Sunday, June 09, 2024

Kentucky parish offering scheduled same-sex blessings despite Vatican directive

Kentucky Catholic church holds 'Service ...

A Roman Catholic parish in Kentucky is offering scheduled blessings for same-sex couples despite the Vatican's recent directive that such blessings should be spontaneous.

Historic St. Paul Catholic Church in downtown Lexington is offering such a service to any couple who reaches out to Father Richard Watson, according to the parish website, which was first reported by the Catholic News Agency.

The arrangement appears to go against the Vatican's controversial December 2023 "Fiducia Supplicans" guidance, which caused an uproar within the Catholic Church globally for permitting "spontaneous blessings" for same-sex couples.

The guidance stops short of permitting the blessing of gay marriage, but allows a blessing for "people who come spontaneously to ask for a blessing show by this request their sincere openness to transcendence, the confidence of their hearts that they do not trust in their own strength alone, their need for God, and their desire to break out of the narrow confines of this world, enclosed in its limitations."

The guidance further stipulates that such blessings are to be "non-ritualized" and not something that could be confused for a formal marriage covenant or approval of homosexual behavior.

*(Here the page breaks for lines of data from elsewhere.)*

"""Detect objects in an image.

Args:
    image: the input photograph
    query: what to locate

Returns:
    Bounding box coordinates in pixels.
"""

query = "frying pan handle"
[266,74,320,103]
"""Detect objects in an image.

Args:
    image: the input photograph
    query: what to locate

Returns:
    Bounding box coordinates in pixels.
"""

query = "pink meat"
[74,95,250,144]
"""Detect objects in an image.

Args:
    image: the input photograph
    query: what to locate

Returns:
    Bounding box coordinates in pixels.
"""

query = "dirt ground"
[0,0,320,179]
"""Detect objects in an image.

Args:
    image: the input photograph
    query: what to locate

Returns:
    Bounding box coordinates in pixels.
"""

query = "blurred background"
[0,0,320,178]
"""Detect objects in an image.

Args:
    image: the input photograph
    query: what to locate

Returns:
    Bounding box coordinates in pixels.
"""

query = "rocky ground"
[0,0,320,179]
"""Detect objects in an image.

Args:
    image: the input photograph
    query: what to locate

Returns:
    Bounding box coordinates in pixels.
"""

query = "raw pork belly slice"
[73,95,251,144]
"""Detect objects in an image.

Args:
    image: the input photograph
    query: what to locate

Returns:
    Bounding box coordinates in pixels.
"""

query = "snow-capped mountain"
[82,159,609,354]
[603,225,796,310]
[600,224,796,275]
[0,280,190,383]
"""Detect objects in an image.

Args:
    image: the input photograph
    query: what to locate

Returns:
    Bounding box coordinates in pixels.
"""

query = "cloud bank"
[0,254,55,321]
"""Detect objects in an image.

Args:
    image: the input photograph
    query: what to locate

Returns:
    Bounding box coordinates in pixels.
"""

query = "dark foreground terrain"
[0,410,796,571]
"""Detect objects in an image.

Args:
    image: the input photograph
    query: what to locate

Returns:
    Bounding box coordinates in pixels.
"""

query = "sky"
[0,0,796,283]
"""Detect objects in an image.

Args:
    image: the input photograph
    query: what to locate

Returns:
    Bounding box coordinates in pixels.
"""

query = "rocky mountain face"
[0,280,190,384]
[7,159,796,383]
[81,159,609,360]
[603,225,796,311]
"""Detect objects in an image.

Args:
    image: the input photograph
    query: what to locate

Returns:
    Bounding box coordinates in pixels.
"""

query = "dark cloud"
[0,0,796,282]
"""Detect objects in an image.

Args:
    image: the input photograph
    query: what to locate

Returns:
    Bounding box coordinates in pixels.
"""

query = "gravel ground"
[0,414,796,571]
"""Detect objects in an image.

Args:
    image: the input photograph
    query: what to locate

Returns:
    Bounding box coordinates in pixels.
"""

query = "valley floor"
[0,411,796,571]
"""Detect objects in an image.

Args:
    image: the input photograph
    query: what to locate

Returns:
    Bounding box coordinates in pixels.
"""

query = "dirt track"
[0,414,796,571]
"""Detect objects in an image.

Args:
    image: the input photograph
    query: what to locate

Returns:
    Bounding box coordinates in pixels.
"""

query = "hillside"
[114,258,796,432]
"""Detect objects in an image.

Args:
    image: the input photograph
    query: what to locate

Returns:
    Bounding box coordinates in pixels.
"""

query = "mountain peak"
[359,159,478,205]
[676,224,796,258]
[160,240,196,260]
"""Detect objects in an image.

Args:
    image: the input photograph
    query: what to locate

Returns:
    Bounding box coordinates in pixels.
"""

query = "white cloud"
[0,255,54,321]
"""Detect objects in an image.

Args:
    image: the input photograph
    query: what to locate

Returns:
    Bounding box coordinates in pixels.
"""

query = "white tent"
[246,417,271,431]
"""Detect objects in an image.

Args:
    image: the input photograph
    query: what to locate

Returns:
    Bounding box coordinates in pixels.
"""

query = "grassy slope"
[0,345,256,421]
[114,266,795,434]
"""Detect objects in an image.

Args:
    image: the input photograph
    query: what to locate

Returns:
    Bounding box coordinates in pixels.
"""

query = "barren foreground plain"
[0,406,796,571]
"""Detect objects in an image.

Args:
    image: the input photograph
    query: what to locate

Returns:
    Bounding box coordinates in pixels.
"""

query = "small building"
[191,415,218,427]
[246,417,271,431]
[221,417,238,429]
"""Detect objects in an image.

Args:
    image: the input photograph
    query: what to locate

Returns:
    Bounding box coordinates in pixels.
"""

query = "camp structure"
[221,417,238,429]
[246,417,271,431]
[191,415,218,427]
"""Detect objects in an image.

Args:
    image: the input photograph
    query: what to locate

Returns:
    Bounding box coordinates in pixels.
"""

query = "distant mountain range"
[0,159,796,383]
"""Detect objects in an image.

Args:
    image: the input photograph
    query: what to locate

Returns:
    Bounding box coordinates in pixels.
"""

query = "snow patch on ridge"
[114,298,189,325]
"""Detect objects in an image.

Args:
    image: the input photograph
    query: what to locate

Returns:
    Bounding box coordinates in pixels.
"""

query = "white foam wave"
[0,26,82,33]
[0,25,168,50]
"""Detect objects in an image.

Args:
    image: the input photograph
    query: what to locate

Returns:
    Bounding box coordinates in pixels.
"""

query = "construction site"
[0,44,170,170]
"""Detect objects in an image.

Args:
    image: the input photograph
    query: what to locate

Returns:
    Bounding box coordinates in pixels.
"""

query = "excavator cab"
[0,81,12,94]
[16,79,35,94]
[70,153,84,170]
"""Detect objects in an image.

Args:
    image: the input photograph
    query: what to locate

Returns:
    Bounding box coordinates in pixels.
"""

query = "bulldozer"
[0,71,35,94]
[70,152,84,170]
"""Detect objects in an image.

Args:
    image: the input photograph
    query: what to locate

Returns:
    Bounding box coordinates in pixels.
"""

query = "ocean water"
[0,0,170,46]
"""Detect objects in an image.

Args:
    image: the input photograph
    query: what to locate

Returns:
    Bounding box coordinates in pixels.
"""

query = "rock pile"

Neither Watson nor Stan "JR" Zerkowski, who serves as director of the church's LGBTQ+ Ministry, responded to The Christian Post's request for comment by the time of publication.

The website of Historic St. Paul Catholic Church, which was built in 1865, is replete with LGBTQ-related content, including an image that depicts the Virgin Mary cradling a child while wrapped in an LGBT pride flag.

"Mother, the rainbow is the lasting sign of God's covenant; as God's love wrapped you in grace, may it also wrap your LGBTQ+ children and assure them of God's love," the website wrote beneath the image, which also provided a prayer to "Our Mother of Pride."

Zerkowski, who received a handwritten note of support from Pope Francis in 2023 praising him for his ministry outreach to the LGBTQ community, penned an article for the parish website last week that appears to liken the mystery of the Trinity to the "mystery" of the trans experience.

"I'll never understand the transgender experience it is a mystery to me. But I accept it as the beautiful reality of some of my siblings and as a manifestation of God's mysterious life," Zerkowski wrote. "As a gay man, I may never understand the heterosexual experience, but I appreciate and love those who live and love a bit differently than I do."

"I understand that encountering others is a glorious encounter with the Trinity every time someone else's life is a mystery to me or when we celebrate and live our appreciation for the incredible diversity that we live among. It all points to and reveals the Divine Creator, Redeemer and Spirit!" he added.

The Diocese of Lexington also made headlines last month when Brother Christian Matson, a Catholic diocesan hermit, came out as trans-identifying with the permission of Lexington Bishop John Stowe, who has openly supported the LGBT community and once described them as an example of "unselfish love."

"You've got to deal with us because God has called us into this church," Matson was quoted as saying. "It's not your church to kick us out of — this is God's church, and God has called us and engrafted us into it."

Francis raised eyebrows during an interview last month on "60 Minutes," during which he clarified that "Fuducia supplicans" does not permit the blessing of a homosexual union itself, but simply the two individual homosexuals engaging in the union.

"What I allowed was not to bless the union; that cannot be done, because that is not the sacrament," he said. "I cannot. The Lord made it that way. But to bless each person? Yes. The blessing is for everyone."